Date Published: March 5, 2019
Publisher: Public Library of Science
Author(s): Hyun Ju Min, Hyung-Jun Kim, Dong Seon Lee, Yun Young Choi, Miae Yoon, Dayoon Lee, Jun Yeun Cho, Jong Sun Park, Young-Jae Cho, Ho Il Yoon, Jae Ho Lee, Choon-Taek Lee, Yeon Joo Lee, Chiara Lazzeri.
This study aimed to determine the occurrence rate and risk factors of cardiopulmonary arrest (CPA) during intra-hospital transport (IHT) among critically ill patients, accompanied by a rapid response team (RRT).
We performed a retrospective cohort study in a 1300-bed tertiary-care teaching hospital. Data of all admitted patients transported within the hospital and accompanied by the RRT from October 2012 to May 2016 were included. We compared patients with CPA (+) and patients without CPA (-) to identify risk factors for CPA during transport.
Among 535 patients, CPA occurred in eight (1.5%) patients during IHT. There were no significant differences in age, sex, and comorbidities between groups. More patients in the CPA (+) group than in the CPA (-) group received manual ventilation during IHT (75% vs. 23.0%, p = 0.001). An increased risk of CPA (p<0.001) corresponded with a higher number of vasopressors used during IHT. In univariate logistic regression analysis, history of myocardial infarction (OR 10.7, 95% CI 2.4–50.5, p = 0.005), manual ventilation (OR 10.1, 95% CI 2.0–50.5, p = 0.005), and use of three or more vasopressors (OR 11.1, 95% CI 2.5–48.9, p = 0.001) were significantly associated with risk of CPA during RRT-led IHT. Despite accompaniment by a specialized team such as the RRT, CPA can occur during IHT. History of myocardial infarction, manual ventilation with bag-valve mask, and the use of three or more vasopressors were independent risk factors of CPA during IHT of critically ill patients accompanied by the RRT.

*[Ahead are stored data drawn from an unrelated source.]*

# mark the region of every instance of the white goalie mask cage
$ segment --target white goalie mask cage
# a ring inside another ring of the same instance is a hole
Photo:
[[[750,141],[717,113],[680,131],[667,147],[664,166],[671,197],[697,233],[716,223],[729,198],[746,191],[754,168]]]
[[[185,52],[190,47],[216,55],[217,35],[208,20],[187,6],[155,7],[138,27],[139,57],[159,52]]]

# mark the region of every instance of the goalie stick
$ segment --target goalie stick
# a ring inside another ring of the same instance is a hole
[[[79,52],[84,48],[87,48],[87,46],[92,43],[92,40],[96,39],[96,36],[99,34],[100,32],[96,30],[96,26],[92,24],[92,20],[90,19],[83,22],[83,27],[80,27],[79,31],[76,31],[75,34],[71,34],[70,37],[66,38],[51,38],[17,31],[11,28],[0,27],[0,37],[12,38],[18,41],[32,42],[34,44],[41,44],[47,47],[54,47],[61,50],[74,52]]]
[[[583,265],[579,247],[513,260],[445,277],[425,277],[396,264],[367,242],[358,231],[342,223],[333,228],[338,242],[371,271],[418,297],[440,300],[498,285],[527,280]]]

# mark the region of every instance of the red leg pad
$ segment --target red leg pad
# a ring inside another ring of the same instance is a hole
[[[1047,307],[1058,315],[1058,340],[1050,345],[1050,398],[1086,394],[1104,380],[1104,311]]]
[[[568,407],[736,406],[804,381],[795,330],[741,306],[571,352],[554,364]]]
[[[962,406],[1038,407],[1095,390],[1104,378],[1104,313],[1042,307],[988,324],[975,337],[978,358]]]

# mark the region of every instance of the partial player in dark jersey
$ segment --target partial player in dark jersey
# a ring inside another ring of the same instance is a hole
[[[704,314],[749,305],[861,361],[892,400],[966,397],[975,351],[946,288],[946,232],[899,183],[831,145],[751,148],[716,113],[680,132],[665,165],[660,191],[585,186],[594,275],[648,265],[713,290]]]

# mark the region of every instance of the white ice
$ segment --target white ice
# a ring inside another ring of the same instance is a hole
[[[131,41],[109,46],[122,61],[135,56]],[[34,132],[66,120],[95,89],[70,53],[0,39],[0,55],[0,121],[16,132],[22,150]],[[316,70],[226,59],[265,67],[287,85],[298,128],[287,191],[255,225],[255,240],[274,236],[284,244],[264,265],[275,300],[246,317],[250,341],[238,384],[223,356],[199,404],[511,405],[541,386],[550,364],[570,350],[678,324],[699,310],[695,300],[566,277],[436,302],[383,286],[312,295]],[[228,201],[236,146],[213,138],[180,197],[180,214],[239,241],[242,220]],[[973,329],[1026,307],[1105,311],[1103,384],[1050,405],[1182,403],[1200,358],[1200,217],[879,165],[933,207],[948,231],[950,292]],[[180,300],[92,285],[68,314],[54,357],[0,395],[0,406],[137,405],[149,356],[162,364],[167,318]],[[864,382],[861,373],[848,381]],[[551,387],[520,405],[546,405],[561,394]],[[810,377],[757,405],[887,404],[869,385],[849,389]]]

In practical guidelines on the transport of critically ill patients, published in 2004 , four components of intra-hospital transport (IHT) were suggested as essential for safe patient transport: “pre-transport coordination, accompanying personnel, equipment, and monitoring during transport”. Ideally, these guidelines recommend that all critical care transports be performed by specially trained individuals, as qualified personnel in critical care can adequately cope with at-risk patients and intervene in the event of serious adverse events (AEs), such as hypoxia, hypotension, etc. as well as minor AEs . Nevertheless, even when accompanied by specially trained teams, cardiopulmonary arrest (CPA)—one of the most serious AEs—can occur during IHT despite the care provided by a dedicated transport team  or specially trained intensive care unit (ICU) staff .
During the study period of 40 months, 558 critically ill patients were transported with the RRT. Of these, data from the following sets of patients were excluded: 11 patients due to the lack of information, seven patients who were admitted despite having no CPA event and five patients who were under 18 years of age. A final total of 535 patients were included in this study, of which eight (1.5%) developed CPA. Patients’ baseline demographics are described in Table 1. There were no significant differences in age, sex, and comorbidities between the CPA (+) and CPA (-) groups, but there were more patients with previous myocardial infarction (MI) in the CPA (+) group. ICU survival was significantly higher in the CPA (-) group than in the CPA (+) group (67.2% vs. 25.0%, p = 0.015). Origins of departure and transport destinations for included patients are depicted in Fig 1. Computed tomography rooms were the most frequent destination of ICU departures, while the ICU was the most frequent destination of ward departures.
In this study, we aimed to determine the occurrence rate of CPA during IHT among patients accompanied by the RRT, and to identify risk factors for CPA during transport. We determined that 1.5% of critically ill patients transported with an RRT developed CPA during transport, and that history of MI, manual ventilation with a bag-valve mask, and the use of three or more vasopressors were independent risk factors for developing CPA during transport. Age and APACHE-II score appeared to be significant also, but each OR was near 1.0, and there were two young patients in their 20’s among the eight CPA patients (Table 5). Thus the OR value, which indicated that the risk of CPA increased as the age decreased, should be interpreted along with other clinical findings.
This is the first study to report the incidence rate of CPA in critically ill patients during IHT accompanied by the RRT. The occurrence rate of CPA was 1.5%. Furthermore, we determined that history of MI, manual ventilation with a bag-valve mask, and the use of three or more vasopressors were independent risk factors of CPA during IHT of critically ill patients who were accompanied by the RRT. Despite the use of this type of specialized team, CPA still occurred during IHT, and special attention should be devoted to high-risk, critically ill patients, particularly those with the risk factors determined by this study. Further prospective studies with larger sample sizes are needed to clarify when and how a portable ventilator should be used in the transport of critically ill patients, and to confirm the cutoff point for number of vasopressor use during transport.